Bright-Minded Home – June 2014


Q+A with Chris Corson of EcoCor on the deep energy retrofit of his home

Q+A with Chris Corson of EcoCor on the deep energy retrofit of his home

Chris Corson of EcoCor, a design-build firm in Searsmont, decided it was time to fix the cobbler’s own shoes with a Passive House deep energy retrofit of his family’s traditional 1965 New England Cape. 


Q: What made you want to retrofit instead of building new?

A: This home was in my wife’s family for a generation and has quite a bit of sentimental value, great bones, and we love the spot. As well, we have three children and two careers, so the thought of moving was just too much.
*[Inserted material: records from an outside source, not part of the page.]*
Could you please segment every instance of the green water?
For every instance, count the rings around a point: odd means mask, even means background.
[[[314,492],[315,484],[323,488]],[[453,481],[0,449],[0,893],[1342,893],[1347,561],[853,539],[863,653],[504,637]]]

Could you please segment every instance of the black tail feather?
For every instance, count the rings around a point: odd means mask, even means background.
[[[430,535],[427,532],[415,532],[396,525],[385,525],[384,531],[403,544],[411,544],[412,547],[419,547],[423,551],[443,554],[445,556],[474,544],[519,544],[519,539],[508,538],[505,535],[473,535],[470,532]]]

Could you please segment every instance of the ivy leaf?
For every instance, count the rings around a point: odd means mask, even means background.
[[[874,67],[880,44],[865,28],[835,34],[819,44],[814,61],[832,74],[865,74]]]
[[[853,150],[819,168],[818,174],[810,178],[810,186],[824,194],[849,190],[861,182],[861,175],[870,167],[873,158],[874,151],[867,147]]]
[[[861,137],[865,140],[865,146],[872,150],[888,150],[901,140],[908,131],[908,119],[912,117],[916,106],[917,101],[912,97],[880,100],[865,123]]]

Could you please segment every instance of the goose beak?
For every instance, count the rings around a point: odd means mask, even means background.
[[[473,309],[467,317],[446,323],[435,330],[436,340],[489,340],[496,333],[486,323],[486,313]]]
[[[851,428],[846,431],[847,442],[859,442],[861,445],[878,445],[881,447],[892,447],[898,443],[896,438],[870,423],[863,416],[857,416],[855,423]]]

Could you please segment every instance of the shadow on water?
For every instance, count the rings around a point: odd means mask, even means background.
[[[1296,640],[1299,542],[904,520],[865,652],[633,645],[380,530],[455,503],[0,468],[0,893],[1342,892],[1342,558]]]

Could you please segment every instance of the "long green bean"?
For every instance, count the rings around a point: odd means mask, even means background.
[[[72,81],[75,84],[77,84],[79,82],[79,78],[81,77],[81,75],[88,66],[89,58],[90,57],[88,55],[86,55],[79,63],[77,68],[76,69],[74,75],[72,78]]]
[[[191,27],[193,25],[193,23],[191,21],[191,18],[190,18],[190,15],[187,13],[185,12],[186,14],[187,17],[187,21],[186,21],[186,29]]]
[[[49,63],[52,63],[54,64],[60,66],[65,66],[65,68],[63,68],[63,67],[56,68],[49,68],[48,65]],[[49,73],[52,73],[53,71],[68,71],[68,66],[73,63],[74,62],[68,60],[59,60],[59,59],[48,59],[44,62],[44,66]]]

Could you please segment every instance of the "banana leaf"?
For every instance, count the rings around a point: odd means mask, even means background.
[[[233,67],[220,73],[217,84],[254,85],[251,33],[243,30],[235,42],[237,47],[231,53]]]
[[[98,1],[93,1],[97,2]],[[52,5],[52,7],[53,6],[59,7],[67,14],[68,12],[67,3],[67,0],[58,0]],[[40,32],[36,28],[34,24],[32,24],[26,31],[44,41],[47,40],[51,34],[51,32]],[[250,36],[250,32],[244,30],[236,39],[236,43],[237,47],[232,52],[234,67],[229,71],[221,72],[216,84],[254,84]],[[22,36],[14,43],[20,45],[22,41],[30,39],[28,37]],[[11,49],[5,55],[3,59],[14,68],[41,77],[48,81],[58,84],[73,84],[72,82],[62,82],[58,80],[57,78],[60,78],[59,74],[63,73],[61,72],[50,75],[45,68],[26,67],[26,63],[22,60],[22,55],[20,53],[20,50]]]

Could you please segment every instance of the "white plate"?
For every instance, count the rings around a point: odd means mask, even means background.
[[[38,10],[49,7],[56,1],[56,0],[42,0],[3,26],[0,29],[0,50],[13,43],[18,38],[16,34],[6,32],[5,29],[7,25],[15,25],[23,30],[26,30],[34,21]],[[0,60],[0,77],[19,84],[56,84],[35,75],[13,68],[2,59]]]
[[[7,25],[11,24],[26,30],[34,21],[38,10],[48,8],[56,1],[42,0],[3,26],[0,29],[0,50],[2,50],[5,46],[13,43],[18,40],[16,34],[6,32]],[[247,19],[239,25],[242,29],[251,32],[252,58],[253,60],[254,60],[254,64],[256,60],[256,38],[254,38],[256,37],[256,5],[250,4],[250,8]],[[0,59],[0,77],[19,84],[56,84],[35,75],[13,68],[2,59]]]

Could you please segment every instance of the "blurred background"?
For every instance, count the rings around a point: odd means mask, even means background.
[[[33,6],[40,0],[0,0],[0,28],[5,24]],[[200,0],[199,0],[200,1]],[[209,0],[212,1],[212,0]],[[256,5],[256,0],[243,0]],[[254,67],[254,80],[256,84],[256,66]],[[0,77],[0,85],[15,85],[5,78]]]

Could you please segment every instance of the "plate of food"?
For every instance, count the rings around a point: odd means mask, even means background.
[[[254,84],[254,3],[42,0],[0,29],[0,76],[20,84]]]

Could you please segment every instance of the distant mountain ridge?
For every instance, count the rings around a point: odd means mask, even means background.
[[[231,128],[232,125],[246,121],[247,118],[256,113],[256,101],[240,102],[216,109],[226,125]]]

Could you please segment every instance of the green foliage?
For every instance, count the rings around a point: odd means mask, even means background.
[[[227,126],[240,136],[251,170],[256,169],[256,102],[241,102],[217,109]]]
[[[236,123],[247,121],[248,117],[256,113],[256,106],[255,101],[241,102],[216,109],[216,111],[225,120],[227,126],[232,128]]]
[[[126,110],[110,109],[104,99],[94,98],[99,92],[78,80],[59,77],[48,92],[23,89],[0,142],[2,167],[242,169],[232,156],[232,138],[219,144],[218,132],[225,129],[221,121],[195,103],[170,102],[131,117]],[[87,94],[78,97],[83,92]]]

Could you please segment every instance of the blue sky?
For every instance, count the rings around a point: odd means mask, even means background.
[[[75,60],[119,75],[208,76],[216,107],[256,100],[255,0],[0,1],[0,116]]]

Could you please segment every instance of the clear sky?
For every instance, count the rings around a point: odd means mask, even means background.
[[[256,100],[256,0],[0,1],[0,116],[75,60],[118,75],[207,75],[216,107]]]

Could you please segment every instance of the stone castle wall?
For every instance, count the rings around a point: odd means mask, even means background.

Q: What were the major changes?

A: The entire house was stripped of siding and roofing, and all eaves were cut off to eliminate thermal bridges through the rafter tails around the perimeter of the home. We insulated the existing structure with dense-packed cellulose and wrapped the house in 5.5 inches of polyiso [polyisocyanurate] resulting in R47-to-R55 walls, R75-to-R113 roof, and R40-plus basement. Mechanical ventilation was added as well as a continuous air barrier. Windows were replaced with triple-glazed windows and doors, we re-sided with eastern white pine that was farmed and milled 12 miles away, and re-roofed with standing-seam Galvalume. Finally, we replaced the oil boiler with a wood pellet boiler imported from Austria.


Q: What’s your average annual utility bill?

A: Less than $600 for all heat and domestic hot water per annum for a family of five, and we use lots of hot water. We live in a heavily wooded area with limited solar access, so our electric bill is standard.


Q: Anything new you learned?


A: For current retrofits we’ve switched from polyiso to healthier and cleaner cellulose for the exterior puff jacket.